The reaction of the synagogue leader reminds us that liberation must always come at a cost: the cost of someone’s cherished way of life. This word spoken by Jesus is indeed the same mighty word placed on the tongue of Jeremiah: the word that plucks up and pulls down, that destroys and overthrows, that builds and plants, carrying out God’s vision for creation. It is one and the same word. Sometimes what gets pulled down will be our own treasured customs.
“There are many reasons for the failure to comprehend Christ's teaching,” wrote Tolstoy, “…but the chief cause which has engendered all these misconceptions is this: that Christ's teaching is considered to be such as can be accepted, or not accepted, without changing one’s life.”
Are we willing to risk change in order to go deeper with God? Can we trust this God?
“Before I formed you in the womb I knew you.”
Can we trust this God enough to loosen our grip on our own destinies, and let ourselves be led to places we did not expect to go?
Enough to leave behind what is safe and familiar and risk uncertainty, change, and even, on occasion, failure?

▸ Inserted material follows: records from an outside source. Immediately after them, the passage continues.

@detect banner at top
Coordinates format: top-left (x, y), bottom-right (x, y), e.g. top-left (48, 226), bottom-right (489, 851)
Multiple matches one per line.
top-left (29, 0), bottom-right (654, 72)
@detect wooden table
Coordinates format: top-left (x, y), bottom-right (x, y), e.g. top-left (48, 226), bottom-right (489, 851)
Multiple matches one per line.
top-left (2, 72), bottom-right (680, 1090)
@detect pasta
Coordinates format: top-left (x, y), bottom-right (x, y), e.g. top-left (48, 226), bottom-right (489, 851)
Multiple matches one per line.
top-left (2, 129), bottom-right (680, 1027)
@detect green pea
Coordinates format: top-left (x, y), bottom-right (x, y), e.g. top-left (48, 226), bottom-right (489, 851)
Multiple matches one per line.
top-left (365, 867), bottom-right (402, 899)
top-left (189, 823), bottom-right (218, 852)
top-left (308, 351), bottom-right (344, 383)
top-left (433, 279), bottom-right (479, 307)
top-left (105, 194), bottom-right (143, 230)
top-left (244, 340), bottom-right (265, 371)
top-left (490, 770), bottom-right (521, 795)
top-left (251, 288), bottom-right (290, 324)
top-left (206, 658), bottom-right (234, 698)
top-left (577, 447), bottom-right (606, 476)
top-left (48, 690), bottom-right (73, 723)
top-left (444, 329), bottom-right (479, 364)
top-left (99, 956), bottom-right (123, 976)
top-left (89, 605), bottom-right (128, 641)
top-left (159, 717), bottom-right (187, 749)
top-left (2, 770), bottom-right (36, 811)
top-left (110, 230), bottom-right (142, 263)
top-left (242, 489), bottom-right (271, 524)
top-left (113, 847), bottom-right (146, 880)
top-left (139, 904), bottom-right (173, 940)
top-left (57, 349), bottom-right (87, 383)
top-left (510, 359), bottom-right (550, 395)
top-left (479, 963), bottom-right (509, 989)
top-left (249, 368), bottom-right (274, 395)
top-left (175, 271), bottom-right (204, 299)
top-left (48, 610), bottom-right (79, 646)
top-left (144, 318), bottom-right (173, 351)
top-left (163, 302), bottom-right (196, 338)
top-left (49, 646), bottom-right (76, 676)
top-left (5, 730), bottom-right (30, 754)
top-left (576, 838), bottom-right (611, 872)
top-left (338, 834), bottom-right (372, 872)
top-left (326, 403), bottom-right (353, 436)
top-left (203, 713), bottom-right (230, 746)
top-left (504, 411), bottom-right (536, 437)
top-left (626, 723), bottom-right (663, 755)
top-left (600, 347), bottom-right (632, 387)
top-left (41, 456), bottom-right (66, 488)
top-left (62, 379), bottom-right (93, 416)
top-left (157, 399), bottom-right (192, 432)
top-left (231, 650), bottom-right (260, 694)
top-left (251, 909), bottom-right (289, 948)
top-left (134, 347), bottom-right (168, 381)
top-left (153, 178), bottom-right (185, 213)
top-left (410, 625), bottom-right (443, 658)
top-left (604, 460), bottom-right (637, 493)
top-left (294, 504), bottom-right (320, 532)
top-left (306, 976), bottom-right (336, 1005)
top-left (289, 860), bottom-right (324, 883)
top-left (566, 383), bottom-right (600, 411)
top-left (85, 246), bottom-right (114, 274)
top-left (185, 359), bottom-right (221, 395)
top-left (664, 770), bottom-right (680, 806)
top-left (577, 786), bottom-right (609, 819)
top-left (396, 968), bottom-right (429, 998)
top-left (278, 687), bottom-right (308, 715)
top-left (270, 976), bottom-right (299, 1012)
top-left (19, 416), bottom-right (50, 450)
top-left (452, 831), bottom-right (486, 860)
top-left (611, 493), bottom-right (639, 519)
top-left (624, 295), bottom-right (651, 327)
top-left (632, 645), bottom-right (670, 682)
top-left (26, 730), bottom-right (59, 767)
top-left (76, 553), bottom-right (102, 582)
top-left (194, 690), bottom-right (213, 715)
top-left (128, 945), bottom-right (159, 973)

These questions aren’t going to go away for any of us. They wait, the kingdom waits, like a cat at a mouse hole, for us to venture closer. I warn you that God will not tire until the kingdom is established—not in some future time and place, but right here, right now. As Jeremiah declared,
The days are surely coming, says the LORD, when I will make a new covenant with the house of Israel and the house of Judah. It will not be like the covenant that I made with their ancestors when I took them by the hand to bring them out of the land of Egypt—a covenant that they broke, though I was their husband, says the LORD. But this is the covenant that I will make with the house of Israel after those days, says the LORD: I will put my law within them, and I will write it on their hearts; and I will be their God, and they shall be my people. No longer shall they teach one another, or say to each other, ‘Know the LORD’, for they shall all know me, from the least of them to the greatest, says the LORD. (Jer 31.31–34)
If we never say yes, we will never know what it is to be free in the way that God intends us to be free.And we will never know what unimagined joy God has in store for us.
Why not here? Why not now? God is ready. Are we?